The cultivation of the strain is carried out under aerobic conditions at a temperature of 35 ^o C on a shaker with 240 rpm for 120-144 hours. Every 24 hours, starting from 72 hours of growth, samples are taken in which the ability of the culture fluid to hydrolyze starch is determined.

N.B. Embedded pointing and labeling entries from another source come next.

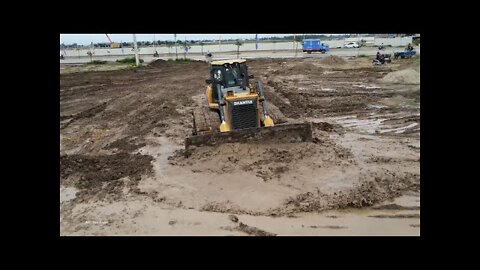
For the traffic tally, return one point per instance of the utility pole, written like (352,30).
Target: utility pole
(176,49)
(136,49)
(295,44)
(219,43)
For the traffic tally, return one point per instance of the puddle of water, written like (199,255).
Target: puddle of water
(353,222)
(67,194)
(365,125)
(398,130)
(328,89)
(374,106)
(366,86)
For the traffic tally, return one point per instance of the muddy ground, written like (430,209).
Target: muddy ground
(124,170)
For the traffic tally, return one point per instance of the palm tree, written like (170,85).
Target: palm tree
(238,43)
(201,44)
(186,46)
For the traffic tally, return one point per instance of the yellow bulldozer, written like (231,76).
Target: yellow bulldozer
(236,111)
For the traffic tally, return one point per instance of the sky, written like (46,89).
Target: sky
(85,39)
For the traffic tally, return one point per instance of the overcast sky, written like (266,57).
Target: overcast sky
(85,39)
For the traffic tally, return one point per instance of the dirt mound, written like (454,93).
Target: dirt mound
(267,161)
(304,68)
(158,62)
(333,60)
(406,76)
(101,174)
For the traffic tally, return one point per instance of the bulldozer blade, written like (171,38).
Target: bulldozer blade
(280,133)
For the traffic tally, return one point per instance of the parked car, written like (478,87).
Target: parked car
(352,45)
(314,45)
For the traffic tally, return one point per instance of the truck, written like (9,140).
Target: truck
(404,54)
(314,45)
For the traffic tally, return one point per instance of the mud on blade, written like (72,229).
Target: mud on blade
(279,133)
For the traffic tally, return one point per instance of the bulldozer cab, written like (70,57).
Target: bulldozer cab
(231,74)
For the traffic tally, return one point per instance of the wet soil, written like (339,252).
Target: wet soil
(122,134)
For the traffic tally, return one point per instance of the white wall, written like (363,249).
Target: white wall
(397,41)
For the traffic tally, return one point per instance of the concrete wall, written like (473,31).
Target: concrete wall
(267,46)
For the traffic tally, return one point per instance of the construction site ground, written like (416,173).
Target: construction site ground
(124,169)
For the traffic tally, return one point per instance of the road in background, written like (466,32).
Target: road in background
(370,51)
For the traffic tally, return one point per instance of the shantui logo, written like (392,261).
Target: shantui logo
(243,102)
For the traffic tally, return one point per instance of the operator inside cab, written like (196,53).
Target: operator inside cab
(230,76)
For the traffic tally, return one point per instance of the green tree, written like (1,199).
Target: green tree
(186,46)
(201,45)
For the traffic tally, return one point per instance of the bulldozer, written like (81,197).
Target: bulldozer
(235,110)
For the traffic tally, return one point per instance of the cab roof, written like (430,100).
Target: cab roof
(228,61)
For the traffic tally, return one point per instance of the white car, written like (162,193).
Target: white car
(351,45)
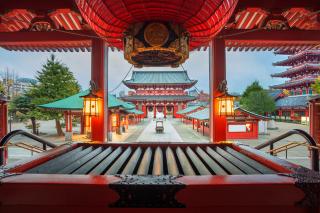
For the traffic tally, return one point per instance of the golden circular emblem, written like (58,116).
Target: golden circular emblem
(156,34)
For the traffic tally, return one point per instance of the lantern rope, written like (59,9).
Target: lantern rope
(198,91)
(264,28)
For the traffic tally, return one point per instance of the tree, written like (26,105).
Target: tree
(257,100)
(316,86)
(55,81)
(24,109)
(255,86)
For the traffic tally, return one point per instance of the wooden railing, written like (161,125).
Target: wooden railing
(6,140)
(310,142)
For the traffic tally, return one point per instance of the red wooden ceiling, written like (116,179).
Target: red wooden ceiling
(249,15)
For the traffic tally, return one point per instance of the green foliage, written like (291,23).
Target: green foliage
(23,108)
(55,81)
(257,100)
(316,86)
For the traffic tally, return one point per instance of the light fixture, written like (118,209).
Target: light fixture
(225,101)
(91,102)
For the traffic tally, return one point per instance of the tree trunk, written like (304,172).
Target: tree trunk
(58,127)
(34,125)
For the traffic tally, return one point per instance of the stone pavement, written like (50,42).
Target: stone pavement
(169,135)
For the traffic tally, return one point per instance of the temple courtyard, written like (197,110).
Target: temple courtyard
(174,131)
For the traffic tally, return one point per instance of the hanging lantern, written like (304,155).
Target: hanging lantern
(225,101)
(156,33)
(91,104)
(226,105)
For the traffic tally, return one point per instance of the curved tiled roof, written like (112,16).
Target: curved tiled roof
(293,101)
(188,109)
(297,82)
(75,102)
(287,62)
(298,69)
(159,77)
(159,98)
(201,114)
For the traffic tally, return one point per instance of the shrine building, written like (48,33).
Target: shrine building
(304,69)
(159,93)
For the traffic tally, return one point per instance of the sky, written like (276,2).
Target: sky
(242,67)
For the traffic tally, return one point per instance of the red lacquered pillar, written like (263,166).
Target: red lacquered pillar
(99,71)
(217,63)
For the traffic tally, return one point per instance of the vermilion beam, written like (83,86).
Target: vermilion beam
(276,5)
(218,124)
(274,36)
(37,5)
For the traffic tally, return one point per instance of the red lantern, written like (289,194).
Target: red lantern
(91,104)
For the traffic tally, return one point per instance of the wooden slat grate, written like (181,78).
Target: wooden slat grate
(152,160)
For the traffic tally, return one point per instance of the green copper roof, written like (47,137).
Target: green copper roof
(160,77)
(159,98)
(201,114)
(75,102)
(188,109)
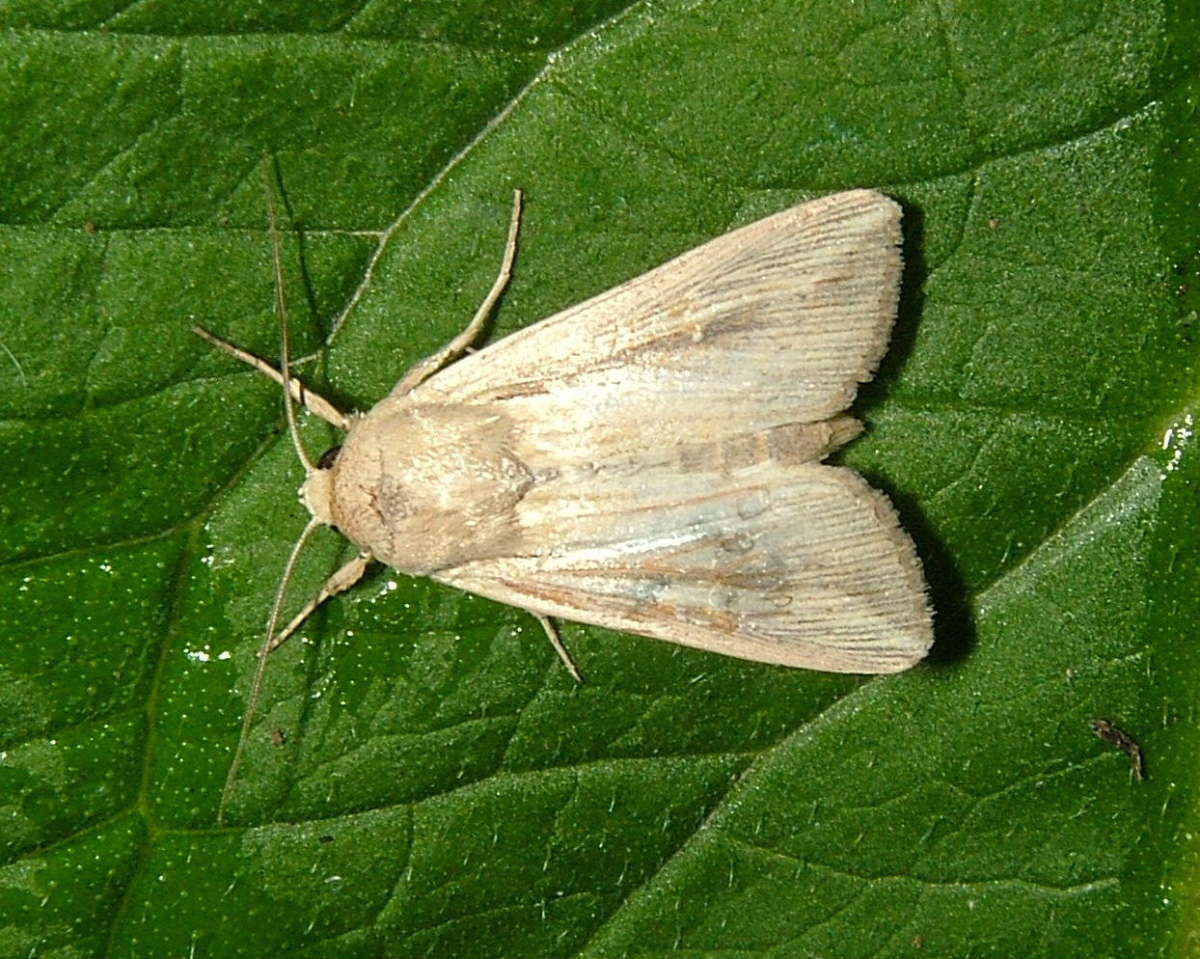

 The method for determining the activity of glucoamylase is based on the determination of glucose formed during hydrolysis of soluble starch by an enzyme (9).

For a unit of glucoamylase activity, an amount of the enzyme is taken which, acting on soluble starch at 30 ^{° C.} and a pH of 4.7 for 1 minute, releases 1 μmol of glucose.

 The maximum glucoamylase activity in the culture fluid for 400 h of growth is 400 units / ml, for 144 h of growth - 450 units / ml. The specific glucoamylase activity in the culture fluid is 15.5 u / mg protein.

 Example 2. The method is carried out as in example 1, but in a fermentation medium instead of cornmeal, an extrudate of cornmeal in an amount of 250 g / l is used.

 The maximum glucoamylase activity in the culture fluid for 144 h of growth is 500 units / ml.

 Example 3. The method is carried out as in example 1, but the fermentation medium instead of cornmeal contains wheat flour in an amount of 180 g / L.

 The maximum glucoamylase activity in the culture fluid for 144 h of growth is 380 u / ml.

 Thus, the proposed strain Aspergillus awamori BKM F-3689 D can significantly increase glucoamylase activity in the culture fluid and, therefore, increase the efficiency of the use of enzyme preparations based on this strain in various fields of biotechnology.

 In addition, to obtain high productivity of the strain does not require the use of complex nutrient media and complex methods of cultivation of the producer. For cultivation, nutrient media traditionally used in industrial technologies for producing such enzyme preparations can be used.

LITERATURE
1. US patent N 4335208, CL 195-5, publ. 1982 g.

 2. Wongwicham A et. al .: Biotechnol. Bioeng, Nov 20; 65 (4), 1999.

 3. Withersy M et. al .: Biotechnol. Bioeng., 1998, Aug 20; 59 (4), 407-418.

 4. Pederson et. al. : Appl. Microbiol. Biotechnol., 2000, Mar 53 (3), 272-276.

 5. Bocring Sp .: Biotechnol. Bioeng, 1999, Dec 20; 65 (6), 638-648.

 6. USSR author's certificate N 800185, class C 12 D 13/10, publ. 1981

 7. Copyright certificate of the USSR N 1094346, class C 12 N 9/34, publ. 1985

 8. Copyright certificate of the USSR N 1271068, class C 12 N 9/34, publ. 1994

 9. GOST 20264-4.89.

Claims (1)

 The strain of mycelial fungus Aspergillus awamori BKMF-3689 D (All-Russian Collection of Microorganisms at the IBPM named after G.K. Scriabin RAS) is a producer of glucoamylase.